La dernière partie du film se passe dans la montagne, proche de la frontière suisse. Rosenthal et Maréchal trouvent refuge dans une ferme, chez une allemande, Elsa, veuve avec une petite fille. Là encore, on fraternise, on s’entraide, cette sale guerre ne nous concerne pas. Il y a eu des frictions entre Maréchal et Rosenthal, des mots durs, assez violents. Célèbre engueulade, et célèbre « il était un petit navire, il était un petit navire ». Plus tôt dans le film, on entend Rosenthal dire : on dit que nous les juifs, on est avares. Au contraire, on est généreux. Parce qu’on aime montrer qu’on est riche ! Malgré tout ce qu'on peut entendre, le film n'est pas antisémite. Le fait que Rosenthal se prétende plus français que les autres, avec son ascendance de trois siècles, et ses propriétés partout, peut faire grincer les dents. Ça va déplaire dans une France qui accueillera bientôt Pétain en sauveur. Mais Renoir plaide pour la fraternité, au delà des lointaines origines ou des croyances.

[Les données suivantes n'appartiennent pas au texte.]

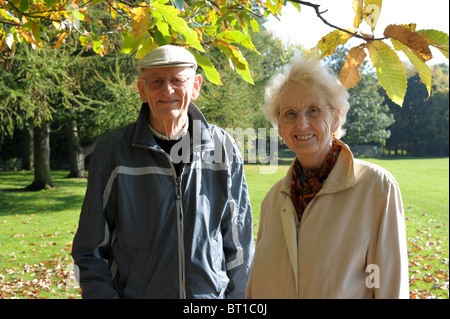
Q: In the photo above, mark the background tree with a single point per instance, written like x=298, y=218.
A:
x=222, y=24
x=369, y=117
x=421, y=126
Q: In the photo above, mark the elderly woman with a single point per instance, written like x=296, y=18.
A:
x=333, y=227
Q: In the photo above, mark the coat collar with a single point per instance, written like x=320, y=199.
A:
x=143, y=137
x=341, y=177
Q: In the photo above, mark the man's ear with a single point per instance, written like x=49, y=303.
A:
x=141, y=87
x=197, y=85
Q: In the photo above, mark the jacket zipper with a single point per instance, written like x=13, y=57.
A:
x=180, y=230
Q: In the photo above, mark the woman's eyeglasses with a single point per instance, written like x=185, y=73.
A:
x=310, y=112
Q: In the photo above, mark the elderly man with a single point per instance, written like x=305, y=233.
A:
x=167, y=211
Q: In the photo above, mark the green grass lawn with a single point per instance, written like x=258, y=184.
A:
x=37, y=228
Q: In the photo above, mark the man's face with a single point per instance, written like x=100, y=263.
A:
x=168, y=92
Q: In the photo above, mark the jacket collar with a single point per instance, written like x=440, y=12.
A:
x=341, y=177
x=143, y=137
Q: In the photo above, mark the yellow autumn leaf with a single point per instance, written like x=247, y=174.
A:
x=413, y=40
x=349, y=75
x=140, y=16
x=371, y=12
x=327, y=45
x=390, y=70
x=61, y=40
x=357, y=6
x=422, y=67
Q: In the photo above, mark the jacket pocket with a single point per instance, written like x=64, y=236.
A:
x=151, y=277
x=218, y=262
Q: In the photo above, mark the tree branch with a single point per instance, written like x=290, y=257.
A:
x=319, y=15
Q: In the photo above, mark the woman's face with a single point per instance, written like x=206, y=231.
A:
x=306, y=123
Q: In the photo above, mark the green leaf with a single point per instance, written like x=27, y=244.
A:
x=24, y=5
x=328, y=43
x=237, y=37
x=422, y=67
x=209, y=69
x=179, y=4
x=390, y=70
x=237, y=60
x=50, y=3
x=178, y=24
x=130, y=43
x=146, y=46
x=438, y=39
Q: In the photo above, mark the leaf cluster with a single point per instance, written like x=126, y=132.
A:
x=383, y=51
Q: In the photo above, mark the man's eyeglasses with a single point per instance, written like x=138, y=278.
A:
x=177, y=82
x=310, y=112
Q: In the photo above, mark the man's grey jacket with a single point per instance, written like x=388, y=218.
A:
x=146, y=232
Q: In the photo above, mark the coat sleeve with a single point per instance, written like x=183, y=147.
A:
x=389, y=271
x=237, y=231
x=90, y=245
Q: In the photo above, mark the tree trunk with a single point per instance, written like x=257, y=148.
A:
x=77, y=153
x=27, y=149
x=42, y=174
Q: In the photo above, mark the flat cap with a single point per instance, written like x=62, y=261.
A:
x=167, y=55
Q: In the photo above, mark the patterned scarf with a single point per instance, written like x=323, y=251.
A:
x=305, y=185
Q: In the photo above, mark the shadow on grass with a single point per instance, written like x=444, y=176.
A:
x=17, y=199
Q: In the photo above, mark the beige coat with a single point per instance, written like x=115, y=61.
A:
x=351, y=242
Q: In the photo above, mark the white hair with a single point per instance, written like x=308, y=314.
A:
x=310, y=72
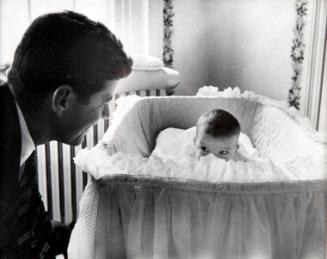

Chez Elsa - magnifique Dita Parlo, vue dans L’ATALANTE de Jean Vigo, dont la carrière a été stoppée à cause de ses origines allemandes - on essaie de reconstruire un foyer, on s’attache. Renoir scrute les liens entre Elsa et Maréchal, la caméra fait encore des prouesses dans la composition des plans (la scène du coucher, le jeu des portes). On ne peut pas rester éternellement, mais on se promet de revenir, plus tard, après cette putain de guerre. Pourvu que ce soit la dernièreRosenthal lui rétorque : tu te fais des illusions…

Ce qui n’est pas une illusion, c’est la beauté absolue de ce film ! On se frotte les yeux devant un tel étalage de talents et d'intelligence ! Intelligence de la mise en scène, de l'écriture, de l'interprétation, intelligence du propos, fluidité de la narration... Mais comment y faisait, Renoir ?
   

3 commentaires:

  1. ♫♪"Frou-frou, frou-frou, par son jupon la femme, frou-frou..."♫♪ première image du film sur un phono à pavillon. La gouaille de Julien Carette : "Comment vas-tu-yau de poêle ? Ah ! ah ! Si t'es gai, ris donc !. Du cognac dans une bouteille d'eau dentifrice...etc. Il y a un autre plan (un peut différent) que tu retrouve dans "La grande évasion, quand Carette manque d'oxygène dans le tunnel, il s'éffondrera sur Charles Bronson. La scène des révoltes pour faciliter l'évasion de la citadelle qui s'appelle "Hallbach" alors qu'elle ce trouve dans le Bas-Rhin:Le chateau du haut Koenigsbourg.La mort de Boeldieu et Rauffenstein qui coupe la seule fleur de la prison etc...etc tout est cultes dans ce chef d'oeuvre. Une dernière petite chose, l'officier anglais qui casse sa montre à la fouille au début du film etait Jacques Beckers à qui on devra "Goupi Mains Rouges" et"Casque d'Or"n entre autres. Belle chronique bravo !!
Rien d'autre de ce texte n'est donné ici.